20 Dans son exception d'irrecevabilité, la Commission conclut à ce qu'il plaise au Tribunal:
° déclarer le recours irrecevable;
° condamner le requérant aux dépens.
21 Dans ses observations sur l'exception d'irrecevabilité, le requérant conclut à ce qu'il plaise au Tribunal:
° déclarer l'exception d'irrecevabilité non fondée;
° constater la carence de la Commission à répondre clairement à l'ensemble des griefs formulés en particulier dans les correspondances du 28 août et du 24 octobre 1995;
° lui accorder le bénéfice de ces conclusions ainsi que des conclusions précédentes.
22 En vertu de l'article 114, paragraphe 3, du règlement de procédure, la suite de la procédure sur l'exception d'irrecevabilité est orale, sauf décision contraire du Tribunal. En l'espèce, le Tribunal (deuxième chambre) s'estime suffisamment éclairé par les pièces du dossier et décide qu'il n'y a pas lieu d'ouvrir la procédure orale.
Sur la recevabilité
Argumentation des parties
23 La Commission fait observer, à titre préliminaire, que le recours semble avoir deux objets formellement distincts, dans la mesure où le requérant conclut à la fois à la constatation d'une carence de sa part à émettre un avis motivé, d'une part, et "à répondre clairement au problème de l'applicabilité des directives" au regard du régime légal de sécurité sociale en France, d'autre part.
24 Elle soutient à cet égard que, pour autant que le recours vise à constater la carence de la Commission "à répondre clairement au problème de l'applicabilité des directives", il est manifestement irrecevable, un tel recours n'étant prévu par aucune des voies de recours existantes ouvertes aux particuliers par le traité CE. De telles conclusions ne relèveraient ni du recours en annulation de l'article 173, quatrième alinéa, du traité CE, ni, à défaut d'un préjudice, du recours en responsabilité des articles 178 et 215 du traité CE. En outre, un tel recours ne s'inscrirait pas, non plus, dans le cadre du recours en carence de l'article 175 du traité CE, dès lors que le défaut d'une "réponse claire" n'équivaut pas à un défaut d'adoption par l'institution concernée d'un acte juridique dont le requérant serait le destinataire.
25 La Commission soutient que, bien que ce chef de conclusions puisse être considéré comme un moyen de fond invoqué à l'appui d'un recours en annulation, d'un recours en réparation ou, comme en l'espèce, d'un recours en carence, il n'en reste pas moins que le requérant n'apporte aucun élément de fait ou de droit pour démontrer son bien-fondé.
26 La Commission estime, ainsi, que le véritable objet du recours est de faire constater par le Tribunal la carence de la Commission à engager la procédure de l'article 169 du traité et, en particulier, à émettre un avis motivé à l'encontre de la République française en raison d'une transposition incorrecte en droit interne des directives.
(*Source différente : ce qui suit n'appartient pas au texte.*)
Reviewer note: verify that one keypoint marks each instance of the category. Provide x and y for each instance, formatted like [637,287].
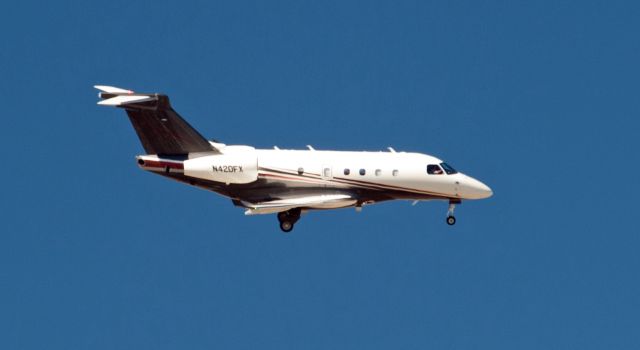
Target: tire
[286,226]
[451,220]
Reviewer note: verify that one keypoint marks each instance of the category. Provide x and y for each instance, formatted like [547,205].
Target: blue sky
[537,99]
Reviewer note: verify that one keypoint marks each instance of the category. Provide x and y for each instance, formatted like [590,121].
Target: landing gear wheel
[451,220]
[288,219]
[286,226]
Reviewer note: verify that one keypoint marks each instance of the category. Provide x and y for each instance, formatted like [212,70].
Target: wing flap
[330,201]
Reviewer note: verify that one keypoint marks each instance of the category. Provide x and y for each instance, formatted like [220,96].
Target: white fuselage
[403,172]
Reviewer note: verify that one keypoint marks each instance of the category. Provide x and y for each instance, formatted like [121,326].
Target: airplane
[285,182]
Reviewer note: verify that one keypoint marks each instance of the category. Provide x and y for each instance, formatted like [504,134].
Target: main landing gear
[451,220]
[288,219]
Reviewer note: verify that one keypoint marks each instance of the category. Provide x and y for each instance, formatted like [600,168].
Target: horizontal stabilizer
[112,89]
[160,128]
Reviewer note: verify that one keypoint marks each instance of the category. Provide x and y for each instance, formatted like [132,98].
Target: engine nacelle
[238,165]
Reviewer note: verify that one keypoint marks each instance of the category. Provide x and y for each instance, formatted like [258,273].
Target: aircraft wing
[161,129]
[329,201]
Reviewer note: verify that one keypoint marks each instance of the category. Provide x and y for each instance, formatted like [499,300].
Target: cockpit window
[434,169]
[448,168]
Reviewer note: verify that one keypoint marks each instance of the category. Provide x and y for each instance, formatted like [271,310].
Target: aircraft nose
[476,190]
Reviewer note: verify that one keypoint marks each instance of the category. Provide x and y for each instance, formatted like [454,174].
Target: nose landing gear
[288,219]
[451,220]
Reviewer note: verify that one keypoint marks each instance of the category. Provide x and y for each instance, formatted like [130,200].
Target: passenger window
[434,169]
[448,168]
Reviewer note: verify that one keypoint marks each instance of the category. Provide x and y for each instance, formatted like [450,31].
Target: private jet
[287,183]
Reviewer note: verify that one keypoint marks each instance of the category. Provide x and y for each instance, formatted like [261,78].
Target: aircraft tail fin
[160,128]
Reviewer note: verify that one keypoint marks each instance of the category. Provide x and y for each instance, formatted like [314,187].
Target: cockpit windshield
[434,169]
[448,168]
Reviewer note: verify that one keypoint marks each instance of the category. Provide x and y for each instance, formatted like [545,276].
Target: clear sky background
[537,99]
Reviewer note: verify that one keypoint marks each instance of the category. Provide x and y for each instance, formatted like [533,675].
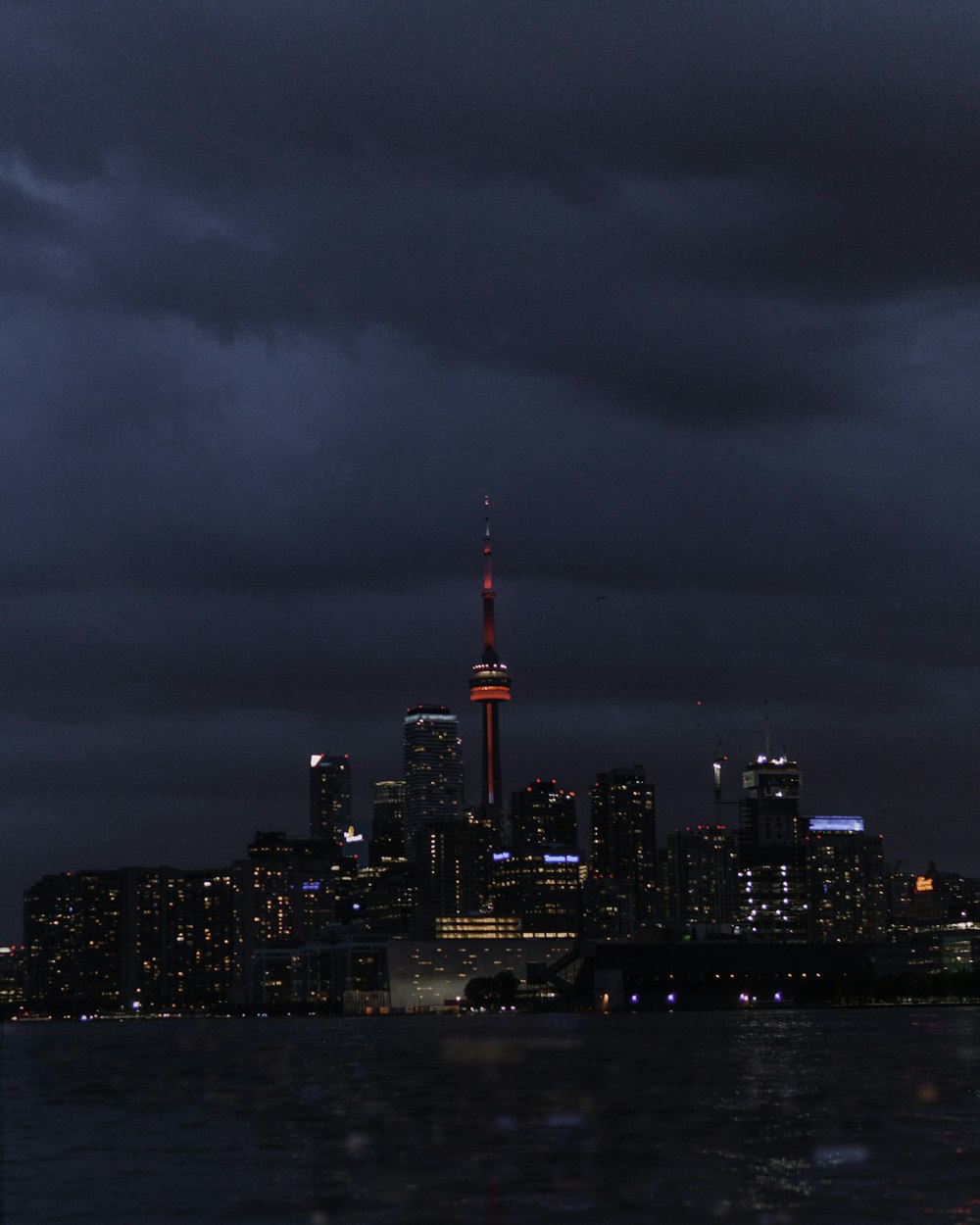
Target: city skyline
[691,292]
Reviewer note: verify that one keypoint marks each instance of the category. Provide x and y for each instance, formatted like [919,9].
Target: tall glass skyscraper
[331,809]
[432,769]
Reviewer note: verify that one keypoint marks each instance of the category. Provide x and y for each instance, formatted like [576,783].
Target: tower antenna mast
[490,685]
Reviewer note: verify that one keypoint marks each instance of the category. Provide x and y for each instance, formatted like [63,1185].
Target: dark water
[739,1117]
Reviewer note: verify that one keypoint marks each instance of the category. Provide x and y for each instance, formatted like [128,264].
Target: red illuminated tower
[490,685]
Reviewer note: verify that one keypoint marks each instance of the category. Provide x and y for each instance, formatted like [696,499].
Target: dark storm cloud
[646,201]
[690,288]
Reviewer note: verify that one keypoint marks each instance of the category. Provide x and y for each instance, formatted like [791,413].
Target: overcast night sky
[691,289]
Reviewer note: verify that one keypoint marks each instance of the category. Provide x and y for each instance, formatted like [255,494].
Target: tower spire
[489,594]
[490,685]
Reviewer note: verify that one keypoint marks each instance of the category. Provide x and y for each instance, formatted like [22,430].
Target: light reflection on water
[763,1117]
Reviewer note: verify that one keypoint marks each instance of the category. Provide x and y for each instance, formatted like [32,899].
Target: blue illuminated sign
[837,824]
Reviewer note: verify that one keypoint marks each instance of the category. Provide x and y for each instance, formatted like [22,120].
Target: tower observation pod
[490,685]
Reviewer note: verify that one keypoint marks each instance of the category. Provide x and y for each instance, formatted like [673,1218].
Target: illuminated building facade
[490,685]
[331,807]
[846,881]
[543,814]
[288,890]
[772,847]
[542,887]
[388,823]
[704,871]
[623,847]
[74,940]
[432,768]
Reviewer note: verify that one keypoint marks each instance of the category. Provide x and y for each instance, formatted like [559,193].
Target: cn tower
[490,685]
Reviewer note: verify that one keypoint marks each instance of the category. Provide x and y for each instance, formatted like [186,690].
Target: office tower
[331,811]
[539,886]
[543,814]
[772,903]
[74,934]
[387,824]
[846,881]
[623,849]
[702,866]
[490,685]
[434,769]
[179,936]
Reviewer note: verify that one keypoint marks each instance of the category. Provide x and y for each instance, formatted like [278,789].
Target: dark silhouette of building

Or, un tel recours serait également irrecevable pour diverses raisons qu'elle expose.
27 En premier lieu, selon les termes de la l'article 175, troisième alinéa, du traité, un particulier ne saurait invoquer la carence d'une institution qu'en cas de défaut d'adoption par celle-ci d'un acte juridique contraignant dont il aurait dû être le destinataire. Or, l'acte dont la non-adoption est reprochée en l'espèce, c'est-à-dire un avis motivé émis par la Commission à l'encontre d'un État membre défaillant, n'est pas un acte destiné au requérant.
28 En deuxième lieu, il ressortirait de la jurisprudence en la matière que "les particuliers ne sont pas recevables à attaquer un refus de la Commission d'engager une procédure en manquement à l'égard d'un État membre" vu le "pouvoir discrétionnaire conféré à la Commission par l'article 169 du traité lui-même" (arrêts de la Cour du 1er mars 1966, Luetticke e.a./Commission, 48-65, Rec. p. 27, du 14 février 1989, Star fruit/Commission, 247-87, Rec. p. 291; ordonnances du Tribunal du 13 novembre 1995, Dumez/Commission, T-126-95, Rec. p. II-2863; Société auxiliaire d'entreprises/Commission, T-127-95, non publiée au Recueil; Aéroports de Paris/Commission, T-128-95, non publiée au Recueil).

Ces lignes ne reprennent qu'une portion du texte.